Hoan-Lan, abraçada ao pé da árvore, clamava desesperadamente a seu tronco imóvel. – Perdoa-me, Mun-Cay. Tem para mim uma só palavra de amor, de indulgência e compaixão. Não vês como me arrasto aos seus pés, como te abraço, como sofro! Mas a árvore nada respondia. A jovem ali ficou prostrada por muito tempo.

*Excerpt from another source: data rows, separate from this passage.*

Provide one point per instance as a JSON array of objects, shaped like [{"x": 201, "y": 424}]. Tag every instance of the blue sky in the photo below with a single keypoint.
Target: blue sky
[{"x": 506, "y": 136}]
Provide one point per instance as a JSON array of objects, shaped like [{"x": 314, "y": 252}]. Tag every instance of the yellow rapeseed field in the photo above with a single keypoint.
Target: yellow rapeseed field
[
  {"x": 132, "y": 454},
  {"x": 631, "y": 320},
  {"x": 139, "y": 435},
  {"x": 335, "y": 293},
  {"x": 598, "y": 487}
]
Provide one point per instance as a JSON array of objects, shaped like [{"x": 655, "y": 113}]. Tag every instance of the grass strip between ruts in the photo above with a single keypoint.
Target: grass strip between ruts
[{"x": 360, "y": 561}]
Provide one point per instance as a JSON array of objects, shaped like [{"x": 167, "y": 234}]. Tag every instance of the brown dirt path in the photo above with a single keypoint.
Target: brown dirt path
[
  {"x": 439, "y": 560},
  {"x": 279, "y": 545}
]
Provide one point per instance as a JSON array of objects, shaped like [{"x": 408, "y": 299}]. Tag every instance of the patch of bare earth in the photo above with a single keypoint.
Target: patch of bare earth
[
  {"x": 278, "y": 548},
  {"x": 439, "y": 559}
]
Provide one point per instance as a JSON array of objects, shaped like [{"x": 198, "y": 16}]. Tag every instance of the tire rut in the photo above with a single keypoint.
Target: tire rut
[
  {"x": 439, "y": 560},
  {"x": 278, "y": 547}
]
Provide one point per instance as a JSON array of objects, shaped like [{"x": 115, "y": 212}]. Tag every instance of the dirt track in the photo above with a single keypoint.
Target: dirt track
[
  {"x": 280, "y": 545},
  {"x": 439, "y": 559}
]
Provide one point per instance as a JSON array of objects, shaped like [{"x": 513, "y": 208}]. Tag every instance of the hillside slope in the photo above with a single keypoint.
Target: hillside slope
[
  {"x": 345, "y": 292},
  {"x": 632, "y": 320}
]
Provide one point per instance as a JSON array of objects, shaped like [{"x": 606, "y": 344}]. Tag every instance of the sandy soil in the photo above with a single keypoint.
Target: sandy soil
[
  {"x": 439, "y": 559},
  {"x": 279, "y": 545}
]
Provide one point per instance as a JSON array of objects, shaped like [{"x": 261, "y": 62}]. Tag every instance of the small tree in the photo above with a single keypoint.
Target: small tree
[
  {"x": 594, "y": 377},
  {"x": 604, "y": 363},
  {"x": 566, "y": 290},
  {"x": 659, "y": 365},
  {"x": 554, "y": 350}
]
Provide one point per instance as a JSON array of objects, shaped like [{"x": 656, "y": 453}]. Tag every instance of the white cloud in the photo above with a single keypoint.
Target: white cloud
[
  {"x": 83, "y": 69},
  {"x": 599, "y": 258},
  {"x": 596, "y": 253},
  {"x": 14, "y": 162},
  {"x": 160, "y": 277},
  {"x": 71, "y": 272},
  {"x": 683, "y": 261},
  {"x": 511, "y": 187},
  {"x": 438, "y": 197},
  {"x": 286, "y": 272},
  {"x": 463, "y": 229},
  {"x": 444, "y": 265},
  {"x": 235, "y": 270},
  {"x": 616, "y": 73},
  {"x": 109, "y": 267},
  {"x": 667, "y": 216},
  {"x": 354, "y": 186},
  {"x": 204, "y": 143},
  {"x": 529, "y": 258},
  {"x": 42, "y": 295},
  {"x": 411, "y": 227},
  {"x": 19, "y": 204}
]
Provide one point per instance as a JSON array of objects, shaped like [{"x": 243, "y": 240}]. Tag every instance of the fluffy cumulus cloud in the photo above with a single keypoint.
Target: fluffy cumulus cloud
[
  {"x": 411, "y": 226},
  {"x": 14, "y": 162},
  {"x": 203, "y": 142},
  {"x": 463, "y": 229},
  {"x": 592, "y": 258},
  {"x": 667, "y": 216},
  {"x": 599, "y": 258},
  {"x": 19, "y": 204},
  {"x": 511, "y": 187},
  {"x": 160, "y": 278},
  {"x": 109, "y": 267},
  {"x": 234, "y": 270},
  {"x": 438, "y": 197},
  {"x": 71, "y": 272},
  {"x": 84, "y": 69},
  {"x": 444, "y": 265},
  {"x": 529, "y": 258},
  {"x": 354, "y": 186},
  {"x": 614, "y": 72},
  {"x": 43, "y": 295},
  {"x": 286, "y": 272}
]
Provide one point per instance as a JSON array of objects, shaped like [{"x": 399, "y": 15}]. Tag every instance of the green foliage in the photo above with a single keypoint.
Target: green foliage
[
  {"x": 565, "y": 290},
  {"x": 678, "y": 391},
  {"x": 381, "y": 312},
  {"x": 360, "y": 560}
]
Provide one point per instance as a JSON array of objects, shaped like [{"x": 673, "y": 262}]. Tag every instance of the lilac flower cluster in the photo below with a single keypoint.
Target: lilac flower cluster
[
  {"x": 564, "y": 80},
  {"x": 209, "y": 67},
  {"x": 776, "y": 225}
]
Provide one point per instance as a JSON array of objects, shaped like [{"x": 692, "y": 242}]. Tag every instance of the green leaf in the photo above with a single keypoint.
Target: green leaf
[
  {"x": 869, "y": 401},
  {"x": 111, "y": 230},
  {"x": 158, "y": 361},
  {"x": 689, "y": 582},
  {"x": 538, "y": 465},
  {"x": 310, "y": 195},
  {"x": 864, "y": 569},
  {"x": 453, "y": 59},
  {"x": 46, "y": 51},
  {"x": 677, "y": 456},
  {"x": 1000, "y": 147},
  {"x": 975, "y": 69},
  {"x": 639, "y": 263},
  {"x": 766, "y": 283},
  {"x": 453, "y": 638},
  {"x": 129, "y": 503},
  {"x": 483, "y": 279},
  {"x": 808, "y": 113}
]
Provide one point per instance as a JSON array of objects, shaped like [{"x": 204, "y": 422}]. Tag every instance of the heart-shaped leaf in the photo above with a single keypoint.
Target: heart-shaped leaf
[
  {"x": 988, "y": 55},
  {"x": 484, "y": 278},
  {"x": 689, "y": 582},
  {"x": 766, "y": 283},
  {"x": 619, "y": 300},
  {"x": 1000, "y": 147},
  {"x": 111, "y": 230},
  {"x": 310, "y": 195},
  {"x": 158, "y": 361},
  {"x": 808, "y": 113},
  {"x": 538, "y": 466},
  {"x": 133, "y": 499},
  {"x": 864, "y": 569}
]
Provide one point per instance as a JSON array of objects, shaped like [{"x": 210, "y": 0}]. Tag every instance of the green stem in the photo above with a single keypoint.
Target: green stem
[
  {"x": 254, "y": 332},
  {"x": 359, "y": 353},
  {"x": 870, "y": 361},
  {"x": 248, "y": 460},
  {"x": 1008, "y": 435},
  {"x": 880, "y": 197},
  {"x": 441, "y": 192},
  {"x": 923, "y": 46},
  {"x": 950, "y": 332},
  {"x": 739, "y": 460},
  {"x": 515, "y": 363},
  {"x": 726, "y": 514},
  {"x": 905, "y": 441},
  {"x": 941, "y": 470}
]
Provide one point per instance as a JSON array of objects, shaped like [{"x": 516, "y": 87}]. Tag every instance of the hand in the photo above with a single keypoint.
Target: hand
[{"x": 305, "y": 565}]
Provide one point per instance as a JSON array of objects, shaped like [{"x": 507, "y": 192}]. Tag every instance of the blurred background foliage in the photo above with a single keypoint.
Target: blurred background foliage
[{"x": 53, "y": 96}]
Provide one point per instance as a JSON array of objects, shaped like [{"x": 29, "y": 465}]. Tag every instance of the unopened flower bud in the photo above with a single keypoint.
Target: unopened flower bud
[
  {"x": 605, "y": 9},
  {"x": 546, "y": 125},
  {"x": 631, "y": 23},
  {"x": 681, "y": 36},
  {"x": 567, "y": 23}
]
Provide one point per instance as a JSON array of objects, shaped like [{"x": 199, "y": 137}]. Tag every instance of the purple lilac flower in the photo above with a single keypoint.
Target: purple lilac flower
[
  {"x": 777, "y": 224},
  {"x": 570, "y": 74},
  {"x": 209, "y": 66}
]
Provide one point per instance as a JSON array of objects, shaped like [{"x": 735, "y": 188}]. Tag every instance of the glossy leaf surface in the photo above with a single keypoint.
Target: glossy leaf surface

Uma manhã, passou por ali um gênio, que se compadeceu da sua dor. Acercando-se dela, pôs-lhe um dedo na testa e disse: – Mulher, procedeste muito mal. Foste volúvel até a crueldade e ingrata até a malvadez. Procedeste muito mal. Mas tua dor purificou a tua alma. Estás perdoada e vais deixar de sofrer. Antes que a bruxa venha buscar a tua alma, vou transformar-te numa flor. Ficarás sendo, no entanto, uma flor esquisita e requintada, que tenha a impressão do que foi a tua vida maldosa. Quem vir as tuas pétalas facilmente adivinhará o que foi o teu espírito, caprichoso, volúvel, cruel, e a tua preocupação constante pela elegância. Concedo-te ainda um bem: não te separarás do ser que adoras e viverás do seu suporte à sombra do teu amado. Enquanto o poderoso gênio falava, a túnica rósea de Hoan-Lan ia empalidecendo e tornando-se de uma delicada cor lilás. Os olhos da jovem brilharam como pontos de ouro e as suas carnes tomaram a tonalidade do nácar. Os seus formosos braços enrolaram-se na árvore na derradeira súplica.

E assim apareceu a primeira orquídea do mundo, segundo a lenda de Anam.